New clauses 4A and 4B have been included to address the Government’s concern that it not brief counsel who have used bankruptcy to avoid taxation obligations.  They provide a mechanism for ensuring that proper consideration is given to whether counsel have made improper use of the bankruptcy system to evade taxation or other liabilities, in the decision whether to engage counsel.

New clauses 4C and 4D have been included to give effect to the Government’s policy of encouraging agencies to brief a wide range of counsel, with the aim of ensuring that the Government obtains legal services of a high quality.  By encouraging the briefing of a wide pool of counsel, the Commonwealth it is better able to ensure that there will always be appropriately qualified counsel to be instructed in Commonwealth matters.  The note following clause 4D encourages agencies to report annually on the number and gender of counsel engaged, and on the comparative value of briefing for each gender.

New clause 4E has been inserted to require agencies to ask the OLSC to approve an initial rate for all counsel who have not previously performed Commonwealth work.  The clause requires OLSC to deal with such requests promptly.  This will help to ensure a consistent application of the counsel fees policy from the first occasion on which counsel acts for the Commonwealth. 

The threshold at which the Attorney-General’s approval is required has been increased.  Previously, counsel could not be paid a daily rate of more that $3800 (including GST) without the Attorney-General’s approval.  Following consultation with stakeholders, this threshold will be increased to $5000 (see clauses 9 and 14). 

Appendix E (Assistance to Commonwealth employees for legal proceedings)

This Appendix imposes rules about how to handle requests for assistance in relation to legal proceedings by persons who are, or who have been, employees of Financial Management and Accountability Act agencies or employees covered by the Members of Parliament (Staff) Act 1984.  It explains the circumstances in which such persons are eligible for assistance, the kinds of assistance that may be given, the level of assistance and the relationship between these rules and rules imposed elsewhere in the Directions (for example, by Appendix C).

The former clause 1 has, effectively, been split into three provisions in this new instrument, to make plainer the basis for eligibility under this Appendix.  There is no underlying change of policy.

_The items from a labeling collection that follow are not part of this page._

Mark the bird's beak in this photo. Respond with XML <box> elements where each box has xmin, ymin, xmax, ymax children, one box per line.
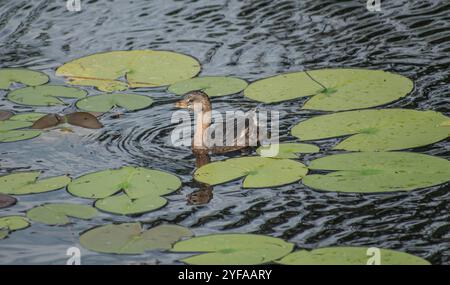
<box><xmin>175</xmin><ymin>100</ymin><xmax>188</xmax><ymax>109</ymax></box>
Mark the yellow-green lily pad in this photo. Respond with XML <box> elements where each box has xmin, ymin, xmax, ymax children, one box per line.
<box><xmin>0</xmin><ymin>171</ymin><xmax>71</xmax><ymax>195</ymax></box>
<box><xmin>56</xmin><ymin>50</ymin><xmax>201</xmax><ymax>92</ymax></box>
<box><xmin>168</xmin><ymin>76</ymin><xmax>248</xmax><ymax>97</ymax></box>
<box><xmin>76</xmin><ymin>94</ymin><xmax>153</xmax><ymax>113</ymax></box>
<box><xmin>303</xmin><ymin>152</ymin><xmax>450</xmax><ymax>193</ymax></box>
<box><xmin>172</xmin><ymin>234</ymin><xmax>294</xmax><ymax>265</ymax></box>
<box><xmin>292</xmin><ymin>109</ymin><xmax>450</xmax><ymax>151</ymax></box>
<box><xmin>6</xmin><ymin>85</ymin><xmax>87</xmax><ymax>106</ymax></box>
<box><xmin>27</xmin><ymin>203</ymin><xmax>98</xmax><ymax>225</ymax></box>
<box><xmin>80</xmin><ymin>223</ymin><xmax>192</xmax><ymax>254</ymax></box>
<box><xmin>278</xmin><ymin>247</ymin><xmax>430</xmax><ymax>265</ymax></box>
<box><xmin>0</xmin><ymin>68</ymin><xmax>49</xmax><ymax>89</ymax></box>
<box><xmin>244</xmin><ymin>69</ymin><xmax>414</xmax><ymax>111</ymax></box>
<box><xmin>194</xmin><ymin>156</ymin><xmax>308</xmax><ymax>188</ymax></box>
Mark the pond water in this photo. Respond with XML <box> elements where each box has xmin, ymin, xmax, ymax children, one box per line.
<box><xmin>0</xmin><ymin>0</ymin><xmax>450</xmax><ymax>264</ymax></box>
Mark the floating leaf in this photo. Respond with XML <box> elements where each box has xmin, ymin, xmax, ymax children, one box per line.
<box><xmin>6</xmin><ymin>85</ymin><xmax>87</xmax><ymax>106</ymax></box>
<box><xmin>0</xmin><ymin>130</ymin><xmax>41</xmax><ymax>143</ymax></box>
<box><xmin>0</xmin><ymin>68</ymin><xmax>49</xmax><ymax>89</ymax></box>
<box><xmin>244</xmin><ymin>69</ymin><xmax>414</xmax><ymax>111</ymax></box>
<box><xmin>0</xmin><ymin>194</ymin><xmax>17</xmax><ymax>209</ymax></box>
<box><xmin>0</xmin><ymin>216</ymin><xmax>30</xmax><ymax>239</ymax></box>
<box><xmin>68</xmin><ymin>167</ymin><xmax>181</xmax><ymax>215</ymax></box>
<box><xmin>256</xmin><ymin>143</ymin><xmax>320</xmax><ymax>158</ymax></box>
<box><xmin>80</xmin><ymin>223</ymin><xmax>192</xmax><ymax>254</ymax></box>
<box><xmin>27</xmin><ymin>203</ymin><xmax>98</xmax><ymax>225</ymax></box>
<box><xmin>172</xmin><ymin>234</ymin><xmax>294</xmax><ymax>265</ymax></box>
<box><xmin>0</xmin><ymin>110</ymin><xmax>14</xmax><ymax>121</ymax></box>
<box><xmin>292</xmin><ymin>109</ymin><xmax>450</xmax><ymax>151</ymax></box>
<box><xmin>0</xmin><ymin>171</ymin><xmax>70</xmax><ymax>195</ymax></box>
<box><xmin>168</xmin><ymin>76</ymin><xmax>248</xmax><ymax>97</ymax></box>
<box><xmin>303</xmin><ymin>152</ymin><xmax>450</xmax><ymax>193</ymax></box>
<box><xmin>278</xmin><ymin>247</ymin><xmax>430</xmax><ymax>265</ymax></box>
<box><xmin>76</xmin><ymin>94</ymin><xmax>153</xmax><ymax>113</ymax></box>
<box><xmin>194</xmin><ymin>156</ymin><xmax>308</xmax><ymax>188</ymax></box>
<box><xmin>56</xmin><ymin>50</ymin><xmax>201</xmax><ymax>92</ymax></box>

A new clause 2A has been inserted to give effect to the Government’s intention that Appendix E not provide a basis for assistance in relation to disciplinary proceedings taken against an employee by the employee’s employing body.  This policy was strongly supported by respondents to the Issues Paper.

Clause 8 provides that, in relation to defence against civil proceedings, the Commonwealth must control the proceedings and the employee must assist the Commonwealth in its conduct of the defence.  New clause 8A limits the control that the Commonwealth has in relation to criminal proceedings.  The Directions now draw a distinction between the Commonwealth’s role in defending civil and criminal proceedings.  This reflects the fact that any penalty imposed as a result of criminal proceedings will be imposed on the employee personally.  This can be contrasted with the situation in civil matters, where the Commonwealth can meet any civil penalty.

New clause 11A has been inserted to ensure that the scope of approvals given under Appendix E are made clear to the employee.

New clause 11B has been inserted to allow the Commonwealth to revoke approval of assistance in relation to an appeal.  This provision will give the Commonwealth flexibility to deal with appeals on a case-by-case basis, having regard to the merits (or otherwise) of the appeal, which may not have been apparent when the initial approval was given.

New clause 16A has been inserted to clarify the circumstances in which expenditure will be approved in relation to inquiries.

Clause 20 now makes clearer the circumstances in which assistance will not be granted in connection with defamation cases.

Clause 21A no longer requires the approval of the Minister for Finance and Administration as a precondition of providing assistance to an employee to whom the Members of Parliament (Staff) Act applies.  This is expected to streamline the approval process.